Sequence data pre-processing and de novo genotyping

Genotyping was performed using procedures described by Jiao et al.37 Raw reads were first trimmed to remove adaptor sequences. The 3′ terminal positions were excluded from each read to eliminate artefacts that might have arisen at ligation sites. Reads with no restriction sites or containing ambiguous base calls (Ns), long homopolymer regions (>10 bp), and regions with more than five consecutive low-quality (score <10) positions were removed. The remaining trimmed, high-quality reads formed the basis of subsequent analyses. De novo 2b-RAD genotyping was performed using the program RADtyping v1.0.

Linkage map construction

lm × ll (markers from the pollen parent) or nn × np (markers from the seed parent) were categorized as the dominant markers, which segregated in a 1:1 ratio in the map population. Next, hk × hk (markers in both parents) was categorized as co-dominant markers, which were present in both parents and segregated in a ratio of 1:2:1. Before grouping, the markers were tested for goodness-of-fit based on the expected Mendelian ratios through chi-square tests to eliminate markers that significantly deviated from the expected ratios (p-value ≤ 0.05). The qualified markers were then used to construct paternal and maternal linkage maps using the JoinMap 4.1 software26. An LOD score cut-off of 5.0 was used to determine the genetic positions of the markers. Map distances (cM) were converted using recombination frequencies through the Kosambi mapping function. The consensus map was generated by integrating the parental maps based on the shared markers using MergeMap44, 45 with a map weight a 1.0. The visualized linkage maps were subsequently drawn using MapChart 2.246.

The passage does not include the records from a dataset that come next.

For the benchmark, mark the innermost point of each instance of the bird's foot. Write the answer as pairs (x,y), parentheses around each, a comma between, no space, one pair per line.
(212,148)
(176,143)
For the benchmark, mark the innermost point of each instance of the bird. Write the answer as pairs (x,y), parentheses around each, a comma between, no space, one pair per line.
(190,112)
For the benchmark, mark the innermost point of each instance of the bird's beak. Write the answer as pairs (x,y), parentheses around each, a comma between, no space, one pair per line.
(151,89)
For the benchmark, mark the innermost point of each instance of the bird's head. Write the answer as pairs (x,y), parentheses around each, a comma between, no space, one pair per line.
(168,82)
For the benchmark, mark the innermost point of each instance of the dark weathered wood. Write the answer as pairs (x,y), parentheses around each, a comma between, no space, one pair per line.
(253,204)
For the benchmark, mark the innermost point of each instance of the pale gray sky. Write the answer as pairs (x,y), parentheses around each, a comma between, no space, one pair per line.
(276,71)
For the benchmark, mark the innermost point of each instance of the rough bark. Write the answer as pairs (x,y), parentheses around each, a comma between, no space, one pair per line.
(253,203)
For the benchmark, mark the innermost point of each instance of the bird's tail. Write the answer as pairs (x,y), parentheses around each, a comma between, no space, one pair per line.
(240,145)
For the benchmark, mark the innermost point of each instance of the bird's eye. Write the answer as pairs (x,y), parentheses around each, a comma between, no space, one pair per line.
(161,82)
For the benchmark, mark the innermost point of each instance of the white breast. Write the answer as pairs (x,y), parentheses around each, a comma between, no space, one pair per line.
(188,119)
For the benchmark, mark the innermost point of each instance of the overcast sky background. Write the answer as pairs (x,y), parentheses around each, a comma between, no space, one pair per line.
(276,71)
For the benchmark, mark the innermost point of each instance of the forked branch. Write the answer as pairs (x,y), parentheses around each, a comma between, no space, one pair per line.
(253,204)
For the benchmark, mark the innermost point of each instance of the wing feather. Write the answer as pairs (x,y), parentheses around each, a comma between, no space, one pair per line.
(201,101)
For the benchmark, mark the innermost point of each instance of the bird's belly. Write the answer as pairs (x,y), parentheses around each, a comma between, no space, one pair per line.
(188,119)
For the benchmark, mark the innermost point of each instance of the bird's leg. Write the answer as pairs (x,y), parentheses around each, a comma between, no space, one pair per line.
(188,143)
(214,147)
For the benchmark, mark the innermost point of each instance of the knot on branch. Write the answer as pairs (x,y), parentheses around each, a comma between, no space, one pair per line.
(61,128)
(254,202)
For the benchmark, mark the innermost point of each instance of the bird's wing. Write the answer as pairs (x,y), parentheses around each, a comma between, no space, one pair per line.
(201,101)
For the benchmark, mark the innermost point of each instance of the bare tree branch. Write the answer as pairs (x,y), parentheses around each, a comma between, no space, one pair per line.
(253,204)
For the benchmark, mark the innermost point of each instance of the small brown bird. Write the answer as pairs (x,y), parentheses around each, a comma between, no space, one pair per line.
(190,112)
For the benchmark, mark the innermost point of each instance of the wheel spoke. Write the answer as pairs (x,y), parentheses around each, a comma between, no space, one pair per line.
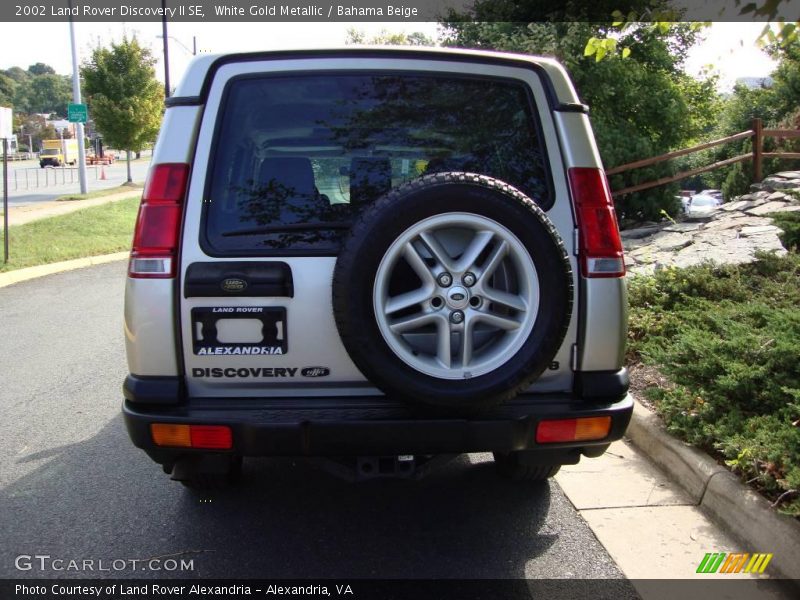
(504,298)
(443,343)
(406,300)
(495,258)
(473,251)
(413,322)
(436,249)
(417,263)
(466,342)
(505,323)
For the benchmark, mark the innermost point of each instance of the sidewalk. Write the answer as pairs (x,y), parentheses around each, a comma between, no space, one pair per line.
(19,215)
(649,525)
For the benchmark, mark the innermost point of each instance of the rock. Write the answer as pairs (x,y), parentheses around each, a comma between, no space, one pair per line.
(683,227)
(700,218)
(740,204)
(769,207)
(758,230)
(773,183)
(778,196)
(672,242)
(733,234)
(736,220)
(639,232)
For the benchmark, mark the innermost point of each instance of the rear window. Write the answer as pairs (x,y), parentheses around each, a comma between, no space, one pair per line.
(296,157)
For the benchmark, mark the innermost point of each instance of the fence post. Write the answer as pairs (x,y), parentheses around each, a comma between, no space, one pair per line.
(758,148)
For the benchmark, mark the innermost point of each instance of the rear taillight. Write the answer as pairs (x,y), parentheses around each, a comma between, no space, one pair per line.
(600,245)
(210,437)
(158,226)
(573,430)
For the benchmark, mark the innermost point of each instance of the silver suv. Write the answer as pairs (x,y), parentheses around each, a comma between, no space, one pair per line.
(378,256)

QTL mapping for content of five flavonoids

QTL mapping analysis was performed for the content of five flavonoids in hawthorn using MapQTL47. The LOD scores were first analysed using the interval mapping model; LOD statistics were calculated at an interval of 1 cM. Genome-wide and chromosome-wide LOD significance thresholds at the 95% level were determined with a 1000 permutation test for the content of five flavonoids, and QTLs with LOD scores greater than the LOD threshold at 95% were declared significant. Once a QTL was detected, the confidence interval was calculated using the protocol of Li48.